|
David Putnam
d.Bef 14 Sep 1742
Facts and Events
References
- ↑ Salem, Essex, Massachusetts, United States. Vital Records to the End of the year 1849. (Salem, Massachusetts: Essex Institute, 1916-1925)
2:209.
PUTNAM, David, s. Capt. Jonath[an], bp. Sept. 8, 1706. CR2 [CR2=Salem Village Church, Danvers]
- ↑ 2.0 2.1 Putnam, Eben. A history of the Putnam family in England and America: recording the ancestry and descendants of John Putnam of Danvers, Mass., Jan Poutman of Albany, N.Y., Thomas Putnam of Hartford, Conn. (Salem, Mass.: Salem Press Pub. and Print. Co., 1891-1908)
138.
David Putnam [#146], s/o Capt. Jonathan Putnam [#28] and second wife Lydia Potter, bp. Salem Village [now Danvers] 8 Sep 1706, d. 3 Feb 1760, m. (int.) 27 Apr 1745 Anna Houlton. Will of David Putnam, jr., of Danvers, dated 8 Jan 1760, proved 31 Mar 1760, names wife Anna and son David, under age. [See note questioning marriage and death.]

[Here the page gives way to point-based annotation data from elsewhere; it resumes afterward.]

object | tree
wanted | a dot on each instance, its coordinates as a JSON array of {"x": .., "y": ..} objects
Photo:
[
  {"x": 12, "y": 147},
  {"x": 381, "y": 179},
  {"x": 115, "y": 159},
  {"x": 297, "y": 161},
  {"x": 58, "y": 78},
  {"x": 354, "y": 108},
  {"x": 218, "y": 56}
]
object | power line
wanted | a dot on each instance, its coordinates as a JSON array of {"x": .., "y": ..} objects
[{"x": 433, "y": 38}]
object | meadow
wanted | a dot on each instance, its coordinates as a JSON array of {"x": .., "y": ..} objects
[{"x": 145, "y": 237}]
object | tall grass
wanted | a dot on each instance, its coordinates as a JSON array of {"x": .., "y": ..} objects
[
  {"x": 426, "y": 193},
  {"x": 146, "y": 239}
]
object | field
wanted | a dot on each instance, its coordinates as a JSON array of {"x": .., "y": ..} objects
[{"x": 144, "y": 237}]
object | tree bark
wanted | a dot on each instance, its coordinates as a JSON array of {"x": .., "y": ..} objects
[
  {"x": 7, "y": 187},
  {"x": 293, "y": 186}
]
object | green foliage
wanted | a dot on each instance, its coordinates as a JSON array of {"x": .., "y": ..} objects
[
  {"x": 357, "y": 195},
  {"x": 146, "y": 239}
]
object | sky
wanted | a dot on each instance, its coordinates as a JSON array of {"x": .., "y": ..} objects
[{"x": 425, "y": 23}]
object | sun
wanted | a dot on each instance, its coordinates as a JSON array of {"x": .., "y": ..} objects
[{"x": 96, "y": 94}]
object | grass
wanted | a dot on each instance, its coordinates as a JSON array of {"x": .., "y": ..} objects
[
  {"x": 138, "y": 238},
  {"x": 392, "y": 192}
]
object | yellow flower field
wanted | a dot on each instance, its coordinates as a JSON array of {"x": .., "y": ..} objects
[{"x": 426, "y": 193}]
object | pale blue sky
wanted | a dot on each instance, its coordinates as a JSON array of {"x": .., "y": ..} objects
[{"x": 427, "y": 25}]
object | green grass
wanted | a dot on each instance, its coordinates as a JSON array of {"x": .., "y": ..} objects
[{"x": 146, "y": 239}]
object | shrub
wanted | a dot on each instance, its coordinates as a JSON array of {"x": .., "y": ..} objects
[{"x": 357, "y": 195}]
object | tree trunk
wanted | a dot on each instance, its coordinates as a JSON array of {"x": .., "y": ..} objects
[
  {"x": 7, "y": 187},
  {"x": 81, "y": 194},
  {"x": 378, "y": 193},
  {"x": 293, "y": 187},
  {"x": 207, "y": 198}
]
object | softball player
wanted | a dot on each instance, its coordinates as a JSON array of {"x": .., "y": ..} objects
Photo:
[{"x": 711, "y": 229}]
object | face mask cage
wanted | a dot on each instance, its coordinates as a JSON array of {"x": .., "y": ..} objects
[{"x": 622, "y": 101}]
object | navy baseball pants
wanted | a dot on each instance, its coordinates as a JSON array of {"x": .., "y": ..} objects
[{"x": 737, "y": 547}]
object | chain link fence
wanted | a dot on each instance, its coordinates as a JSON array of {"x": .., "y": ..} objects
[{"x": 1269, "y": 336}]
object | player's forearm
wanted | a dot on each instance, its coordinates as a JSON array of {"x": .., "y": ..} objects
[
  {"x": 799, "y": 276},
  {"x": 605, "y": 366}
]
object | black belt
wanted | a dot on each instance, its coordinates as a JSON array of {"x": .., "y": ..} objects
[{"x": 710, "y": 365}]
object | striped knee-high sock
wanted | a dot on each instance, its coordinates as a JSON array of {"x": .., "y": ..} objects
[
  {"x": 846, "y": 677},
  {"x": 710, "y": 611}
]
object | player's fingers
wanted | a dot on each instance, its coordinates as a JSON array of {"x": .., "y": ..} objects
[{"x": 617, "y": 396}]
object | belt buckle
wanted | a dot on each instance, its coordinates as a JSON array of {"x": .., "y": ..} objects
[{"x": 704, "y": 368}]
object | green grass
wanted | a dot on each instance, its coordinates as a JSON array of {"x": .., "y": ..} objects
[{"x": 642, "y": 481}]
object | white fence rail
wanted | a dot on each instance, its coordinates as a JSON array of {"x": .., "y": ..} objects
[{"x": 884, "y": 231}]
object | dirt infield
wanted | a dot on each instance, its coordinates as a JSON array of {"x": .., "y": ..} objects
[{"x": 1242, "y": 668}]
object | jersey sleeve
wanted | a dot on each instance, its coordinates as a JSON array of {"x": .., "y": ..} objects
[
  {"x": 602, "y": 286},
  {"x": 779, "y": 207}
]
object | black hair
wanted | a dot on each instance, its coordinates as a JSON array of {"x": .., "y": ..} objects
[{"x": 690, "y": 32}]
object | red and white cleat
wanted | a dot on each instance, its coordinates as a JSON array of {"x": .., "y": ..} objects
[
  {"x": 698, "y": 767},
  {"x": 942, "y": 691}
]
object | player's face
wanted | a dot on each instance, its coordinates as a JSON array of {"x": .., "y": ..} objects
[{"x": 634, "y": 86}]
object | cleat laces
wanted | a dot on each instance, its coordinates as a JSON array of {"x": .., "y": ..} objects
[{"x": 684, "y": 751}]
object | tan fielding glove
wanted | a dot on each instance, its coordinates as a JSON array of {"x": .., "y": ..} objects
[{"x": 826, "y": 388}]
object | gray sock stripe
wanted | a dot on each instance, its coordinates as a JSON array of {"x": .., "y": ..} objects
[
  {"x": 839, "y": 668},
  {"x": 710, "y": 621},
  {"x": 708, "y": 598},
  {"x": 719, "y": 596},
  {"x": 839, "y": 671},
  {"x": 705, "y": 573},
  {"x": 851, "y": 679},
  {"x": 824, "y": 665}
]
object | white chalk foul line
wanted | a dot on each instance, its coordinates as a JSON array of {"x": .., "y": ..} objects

- Putnam, Eben. A history of the Putnam family in England and America: recording the ancestry and descendants of John Putnam of Danvers, Mass., Jan Poutman of Albany, N.Y., Thomas Putnam of Hartford, Conn. (Salem, Mass.: Salem Press Pub. and Print. Co., 1891-1908)
63.
Will of Lydia (Potter) Putnam dated 14 Sep 1742, proved 8 Apr 1745, mentions daughter Esther and Elizabeth, administration to John Porter of Wenham [Elizabeth's husband]. [In other words, no mention of David, suggesting he had died, as all other children not mentioned in this will are dead by 1742.]
- Note: Putnam adds at the end of his treatment of David Putnam [#146] that another David Putnam, s/o Joseph [#85], was "usually styled senior on the records". This is not what one would expect, as this David was the older of the two, and would be expected to be called Senior. Additional confusion is raised by this David purportedly not marrying until 1745 when he was nearing forty to a woman who was born in 1729. Further, David was not mentioned in the will of his mother dated 1742 (see Putnam, p. 63), suggesting he had already died long before 1760, and so wasn't the "h. Anna" who d. 1760. There is a third David [#360], a nephew of this David, b. 1717, to Jonathan Putnam Jr. [#142], who would be justifiably called Junior, and a better match for Anna Houlton, and Putnam gives no information on him past his guardianship in 1732. It seems possible that Putnam mixed up uncle and nephew, and that it was actually the nephew who married Anna Houlton, and d. 1760.